Un percorso formativo con sbocchi professionali
Il progetto nasce con una duplice finalità: offrire ai partecipanti una qualifica professionale riconosciuta e creare nuove opportunità di inserimento lavorativo in un comparto che continua a registrare una forte richiesta di personale qualificato. Cristiano Cini, presidente di Ais Toscana, sottolinea il valore dell'iniziativa: «"Vite Libera" è un progetto che unisce cultura, dignità e concrete opportunità di reinserimento. Offrire a una persona detenuta la possibilità di frequentare un corso da sommelier significa mettere a disposizione competenze immediatamente spendibili nel mercato del lavoro. Siamo la prima regione italiana ad aver avviato un'esperienza di questo tipo e auspichiamo che possa rappresentare un modello anche per altre realtà».
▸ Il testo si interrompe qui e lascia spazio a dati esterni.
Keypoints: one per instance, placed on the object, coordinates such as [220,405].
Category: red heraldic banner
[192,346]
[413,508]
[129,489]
Da sinistra: Gianluca Grimani (presidente Commissione Ais), Sandro Camilli (presidente nazionale Ais), Graziano Pujia (direttore dalla Casa Circondariale di Siena) e Marcello Vagini (vicepresidente Ais Toscana e delegato Siena
Il percorso è stato seguito direttamente da Marcello Vagini, che ha coordinato l'intera attività formativa. «I partecipanti hanno affrontato il corso con grande impegno e continuità. Fin dall'inizio hanno compreso il valore di una qualifica che potrà rappresentare un'opportunità concreta una volta terminata la pena». La didattica non ha previsto percorsi semplificati. Le lezioni hanno condensato il programma dei tre livelli ufficiali Ais in trenta incontri intensivi, alternando formazione teorica ed esercitazioni pratiche, fino all'esame finale identico a quello sostenuto in tutta Italia.
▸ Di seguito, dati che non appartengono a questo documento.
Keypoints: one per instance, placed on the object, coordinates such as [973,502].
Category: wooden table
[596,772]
Un modello che può essere replicato
Per Sandro Camilli, presidente di Ais Italia, il progetto interpreta pienamente la missione dell'associazione. «La diffusione della cultura del vino è anche uno strumento educativo che insegna il rispetto delle regole, il lavoro di squadra e la responsabilità personale. Questa esperienza dimostra come la formazione possa favorire percorsi di crescita e reinserimento sociale. L'obiettivo è valutare la possibilità di estendere il progetto ad altri istituti penitenziari».
Il direttore della Casa circondariale, Graziano Pujia, evidenzia come l'iniziativa abbia suscitato interesse anche fuori dai confini nazionali. «Il progetto ha richiamato l'attenzione persino di una rivista giapponese. L'organizzazione del corso ha richiesto un importante lavoro di coordinamento, ma la partecipazione dei detenuti ha confermato la validità dell'iniziativa. Stiamo già lavorando a nuovi sviluppi, anche attraverso una collaborazione con l'Università di Firenze». L'obiettivo condiviso da Ais e dall'amministrazione penitenziaria è ora costruire una rete di rapporti con enoteche, consorzi e aziende del settore per facilitare l'inserimento lavorativo dei nuovi diplomati e valutare l'estensione del progetto ad altre strutture penitenziarie italiane.
Una risposta alla carenza di personale nella ristorazione
L'iniziativa si inserisce in un contesto nel quale il settore Horeca continua a confrontarsi con la difficoltà di reperire personale qualificato. Secondo i dati di Unioncamere, oltre la metà delle ricerche di addetti specializzati per il servizio di sala non trova candidati adeguati. In questo scenario, formare nuovi professionisti anche all'interno degli istituti penitenziari rappresenta una possibile risposta alle esigenze delle imprese, offrendo al tempo stesso un percorso di reinserimento attraverso il lavoro.